# Guide bushing length



## crquack (Oct 10, 2008)

Apologies if this has been discussed here before but I could find no references to this particular issue.

I had another look at my set of guides which are basically the PC-style guides made in steel. For the first time I noticed that the length of the central barrel (the actual bushing?) varies greatly from guide to guide: I measured lengths between 0.14" and 0.6". 

I was inclined to write this off as yet another triumph of the Middle Kingdom engineering:bad: but when I looked at the same type bushings on the Lee Valley site here:

Lee Valley Tools - Important Announcement

I noticed that the barrel length (height, minimum template thickness) also varied quite a lot.
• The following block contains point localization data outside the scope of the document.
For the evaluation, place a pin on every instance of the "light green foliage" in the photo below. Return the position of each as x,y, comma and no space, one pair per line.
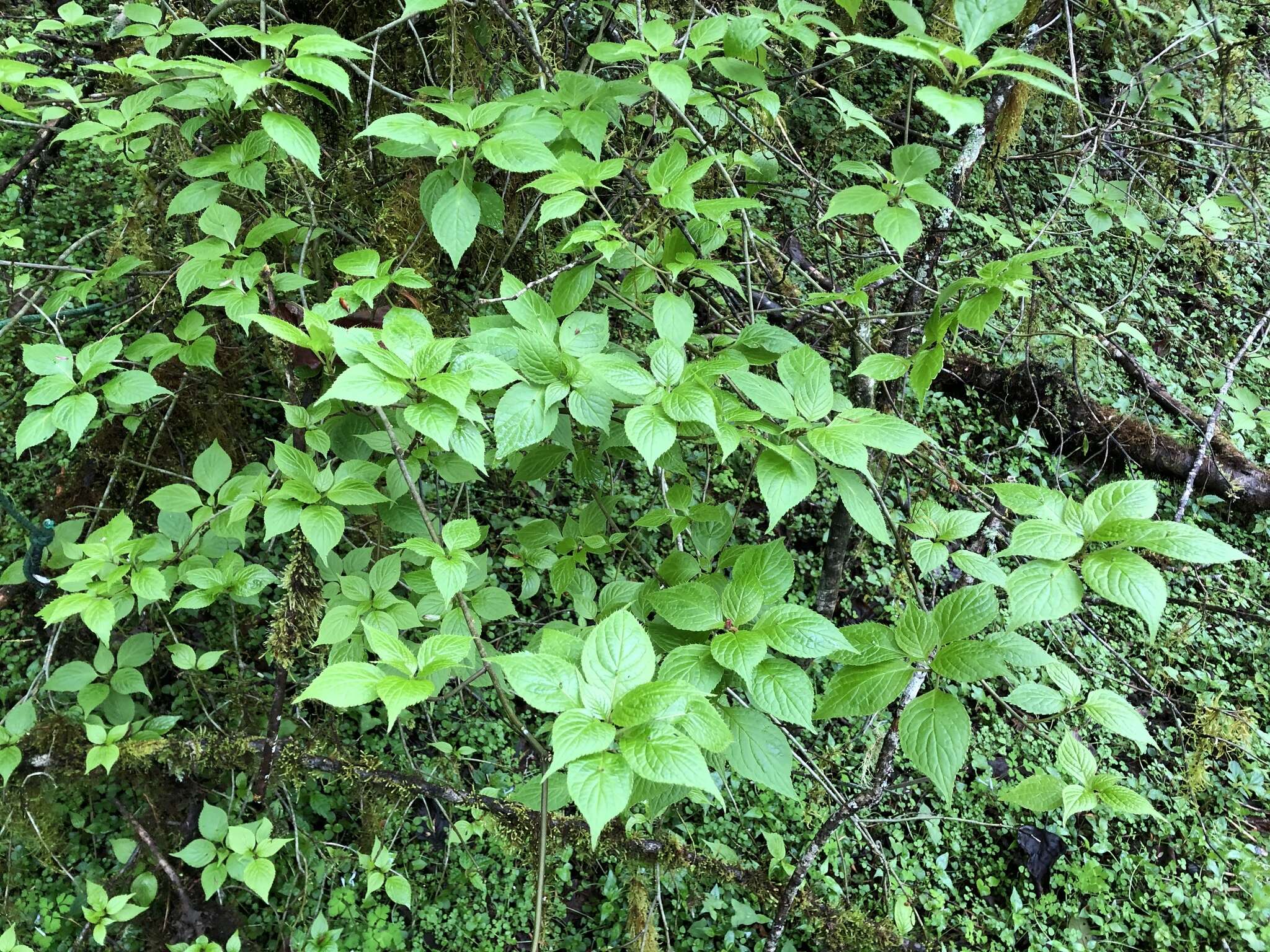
544,320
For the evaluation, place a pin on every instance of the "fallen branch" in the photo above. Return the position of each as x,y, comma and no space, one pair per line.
1065,415
177,751
1219,405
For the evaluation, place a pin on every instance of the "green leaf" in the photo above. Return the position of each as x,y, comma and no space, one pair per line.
601,786
258,875
1030,500
783,690
211,469
651,432
177,498
366,384
343,684
935,735
673,318
738,650
856,200
197,853
878,431
546,682
398,694
398,889
693,606
954,110
1042,591
758,751
882,367
1118,716
1123,499
74,413
516,151
316,69
1176,540
35,430
913,163
657,752
221,221
561,206
865,690
295,139
450,574
966,612
618,655
522,418
693,664
658,700
1037,699
980,19
859,500
1075,759
71,676
1128,580
978,566
969,662
900,226
807,377
9,759
131,387
786,477
768,395
1043,539
578,734
1077,800
454,221
801,632
323,526
1123,800
672,82
195,197
1041,794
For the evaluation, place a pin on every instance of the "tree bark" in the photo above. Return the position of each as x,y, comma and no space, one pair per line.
1067,419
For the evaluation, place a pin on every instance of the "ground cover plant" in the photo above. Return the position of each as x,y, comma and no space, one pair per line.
579,475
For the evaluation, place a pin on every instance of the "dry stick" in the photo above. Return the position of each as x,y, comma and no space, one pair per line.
43,139
161,857
1217,412
508,711
964,165
886,769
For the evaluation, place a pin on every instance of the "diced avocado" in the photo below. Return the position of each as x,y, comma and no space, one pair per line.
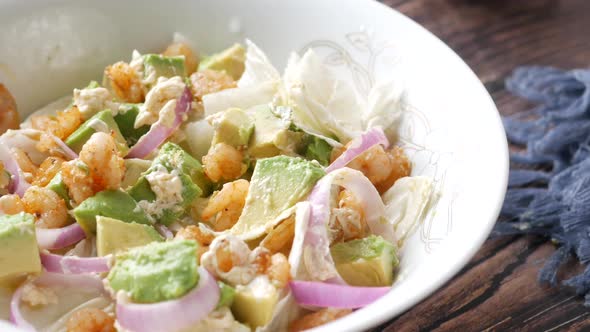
134,168
125,120
113,236
179,175
92,85
156,65
233,127
230,60
102,121
19,253
226,295
368,262
317,149
276,185
156,272
109,203
59,187
254,304
271,134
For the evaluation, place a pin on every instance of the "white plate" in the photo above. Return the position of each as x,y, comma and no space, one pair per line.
452,131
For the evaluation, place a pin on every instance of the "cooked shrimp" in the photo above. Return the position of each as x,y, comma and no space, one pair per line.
24,162
11,204
226,205
47,171
281,236
348,219
125,82
209,81
4,180
193,232
9,118
318,318
75,175
223,161
99,167
61,125
382,167
231,260
49,209
90,320
191,60
279,271
375,163
401,167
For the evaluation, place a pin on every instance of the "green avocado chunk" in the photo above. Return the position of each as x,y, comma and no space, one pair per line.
233,127
277,184
156,65
156,272
368,262
230,60
59,187
19,253
125,120
102,121
317,149
272,134
113,236
109,203
254,304
226,295
180,179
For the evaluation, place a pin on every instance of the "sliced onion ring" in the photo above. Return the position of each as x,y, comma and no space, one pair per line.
319,294
359,145
316,244
158,132
81,281
57,238
74,264
170,315
18,184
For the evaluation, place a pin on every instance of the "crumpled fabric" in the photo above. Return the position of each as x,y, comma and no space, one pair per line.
549,183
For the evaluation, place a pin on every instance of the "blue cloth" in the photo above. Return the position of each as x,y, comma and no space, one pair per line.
549,185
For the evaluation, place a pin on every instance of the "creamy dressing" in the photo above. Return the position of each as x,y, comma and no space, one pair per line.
164,91
167,187
92,101
243,270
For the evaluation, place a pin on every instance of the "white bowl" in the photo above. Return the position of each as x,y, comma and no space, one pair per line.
452,131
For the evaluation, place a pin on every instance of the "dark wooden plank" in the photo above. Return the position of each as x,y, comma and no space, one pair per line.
498,289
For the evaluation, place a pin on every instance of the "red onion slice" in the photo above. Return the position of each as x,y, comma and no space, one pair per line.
316,244
81,281
18,184
319,294
74,264
170,315
57,238
359,145
158,132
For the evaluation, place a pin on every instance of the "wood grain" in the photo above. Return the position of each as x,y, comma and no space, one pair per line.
498,289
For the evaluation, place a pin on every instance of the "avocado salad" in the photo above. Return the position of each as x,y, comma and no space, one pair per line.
204,193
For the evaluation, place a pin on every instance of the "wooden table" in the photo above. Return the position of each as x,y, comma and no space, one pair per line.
498,289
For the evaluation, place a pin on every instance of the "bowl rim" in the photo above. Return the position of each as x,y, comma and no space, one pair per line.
371,316
374,317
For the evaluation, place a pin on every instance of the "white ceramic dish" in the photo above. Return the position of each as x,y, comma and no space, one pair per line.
452,129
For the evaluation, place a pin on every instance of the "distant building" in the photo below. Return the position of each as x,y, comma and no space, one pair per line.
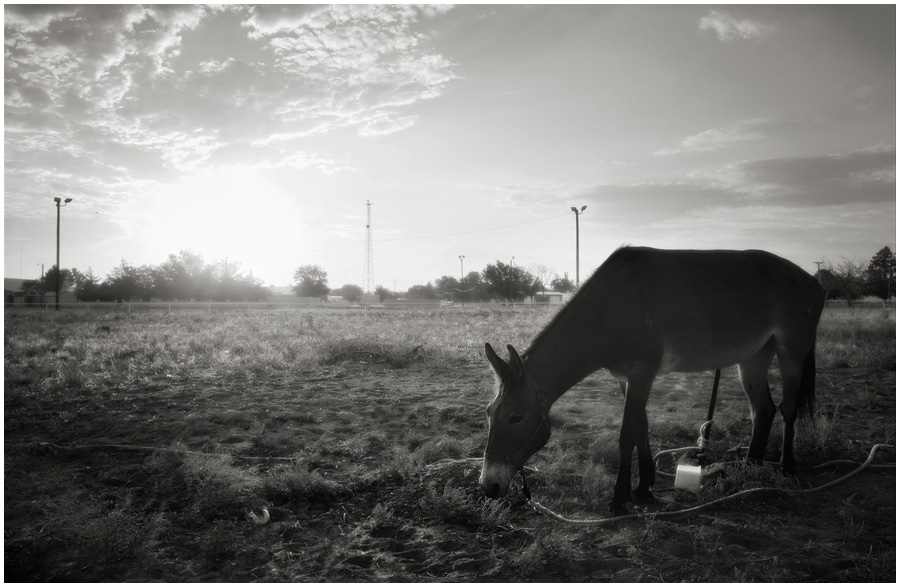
552,298
14,295
286,295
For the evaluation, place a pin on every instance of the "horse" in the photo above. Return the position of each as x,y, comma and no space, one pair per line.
646,312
Yet the same guides in the 1-1/2" version have a uniform barrel length of 0.25":

Lee Valley Tools - Important Announcement

So, a number of questions:

1) What is the purpose of the deeper guides? Does anyone really make templates from a 9/16"+ material?

2) Has anyone "adjusted" the length of their barrels to suit better? I should think that a few minutes on a milling machine would do the job. Or in a lathe.

3) Is it a good idea to use steel guides anyway* (I would expect to be more generous with the clearance between the bit and the bushing but still...)?

4) Does anyone sell these guides with a uniform barrel length?

* They are free!:yes4:


----------



## jschaben (Jun 21, 2009)

Hope this isn't a test, I just going for question 2 and 4.
I had some questions about barrel length some weeks ago as I like making templates from hardboard or 1/4" MDF. Basically because it's cheap. Bj tipped me to just cutting off the barrel to length with a tubing cutter. That won't work very well with steel bushings, I know, I tried.:sarcastic: However a bandsaw does work. I drilled a hole in a piece of hardboard the size of the largest bushing I was going to shorten and used it as a shim to set the barrel length and pushed it through. Tip, wear gloves with the steel ones, they get hot. 
On question 4, eagle america has a set with a barrel length of .201, I'll see if I can find them and post a link later. 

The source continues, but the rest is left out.